Fourier transform infrared spectroscopy investigation of chemical bonding in low-k a-SiC:H thin films

Fourier Transform Infrared (FTIR) Spectroscopy has long been utilized as an analytical technique for qualitatively determining the presence of various different chemical bonds in gasses, liquids, solids, and on surfaces. Most recently, FTIR has been proven to be extremely useful for understanding the different types of bonding present in low dielectric constant “low-k” organosilicate materials. These low-k materials are predominantly utilized in the nanoelectronics industry as the interlayer dielectric material in advanced Cu interconnect structures. In this article, we utilize FTIR to perform a detailed analysis of the changes in chemical bonding that occur in Plasma Enhanced Chemically Vapor Deposited (PECVD) low-k a-SiC:H thin films.
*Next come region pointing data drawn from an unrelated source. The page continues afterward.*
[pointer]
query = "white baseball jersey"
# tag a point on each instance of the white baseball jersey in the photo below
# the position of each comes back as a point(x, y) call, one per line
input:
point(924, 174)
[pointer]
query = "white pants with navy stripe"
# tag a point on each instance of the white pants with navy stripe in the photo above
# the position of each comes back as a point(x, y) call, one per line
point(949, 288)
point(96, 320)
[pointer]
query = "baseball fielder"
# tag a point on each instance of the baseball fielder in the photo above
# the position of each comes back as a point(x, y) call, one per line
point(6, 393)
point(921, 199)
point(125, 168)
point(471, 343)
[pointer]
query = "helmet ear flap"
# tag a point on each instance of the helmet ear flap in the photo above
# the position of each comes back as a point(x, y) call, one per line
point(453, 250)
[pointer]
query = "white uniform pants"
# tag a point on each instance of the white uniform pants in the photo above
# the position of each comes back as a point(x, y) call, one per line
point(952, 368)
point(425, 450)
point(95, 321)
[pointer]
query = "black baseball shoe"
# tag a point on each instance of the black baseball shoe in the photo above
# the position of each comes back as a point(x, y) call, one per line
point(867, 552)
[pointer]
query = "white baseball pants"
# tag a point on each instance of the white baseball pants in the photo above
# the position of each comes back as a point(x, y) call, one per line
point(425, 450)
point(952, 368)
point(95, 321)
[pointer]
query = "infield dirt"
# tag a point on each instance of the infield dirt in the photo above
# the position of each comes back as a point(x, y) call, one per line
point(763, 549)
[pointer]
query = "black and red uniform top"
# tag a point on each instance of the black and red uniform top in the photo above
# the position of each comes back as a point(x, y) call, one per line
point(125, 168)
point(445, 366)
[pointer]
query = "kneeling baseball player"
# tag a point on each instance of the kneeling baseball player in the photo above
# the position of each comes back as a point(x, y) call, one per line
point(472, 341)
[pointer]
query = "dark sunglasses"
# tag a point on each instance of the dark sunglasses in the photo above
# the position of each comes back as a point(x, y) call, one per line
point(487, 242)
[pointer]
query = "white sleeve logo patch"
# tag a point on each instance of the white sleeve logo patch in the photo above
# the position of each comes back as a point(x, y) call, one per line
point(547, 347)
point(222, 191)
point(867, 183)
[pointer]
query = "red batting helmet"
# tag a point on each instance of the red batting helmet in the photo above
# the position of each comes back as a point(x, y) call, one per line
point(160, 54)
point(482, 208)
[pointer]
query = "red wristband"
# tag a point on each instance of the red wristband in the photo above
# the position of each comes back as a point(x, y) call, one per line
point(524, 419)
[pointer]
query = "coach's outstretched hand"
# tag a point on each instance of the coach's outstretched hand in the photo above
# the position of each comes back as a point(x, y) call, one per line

PECVD low-k a-SiC:H materials are equally important in advanced Cu interconnects and are utilized as both etch stop and Cu diffusion barrier layers. We specifically investigate the changes that occur in low-k a-SiC:H films as the dielectric constant and mass density of these films are decreased from > 7 to < 3 and from 2.5 to 1 g/cm³ respectively. We show that decreases in mass density and dielectric constant are accompanied by both an increase in terminal SiH_x and CH_x bonding and a decrease in SiC network bonding. At densities of 1.85 g/cm³, the concentration of terminal SiH_x bonding peaks and subsequent hydrogen incorporation are achieved predominantly via terminal CH₃ groups. Low-k a-SiC:H films with k < 3.5 and density < 1.3 g/cm³ can be achieved via incorporating larger organic phenyl groups but result in non-stoichiometric carbon rich films. Electron beam curing of these lower density a-SiC:H films results in volatilization of the phenyl groups leaving behind nanoporous regions and production of some CCC chain linkages in the network.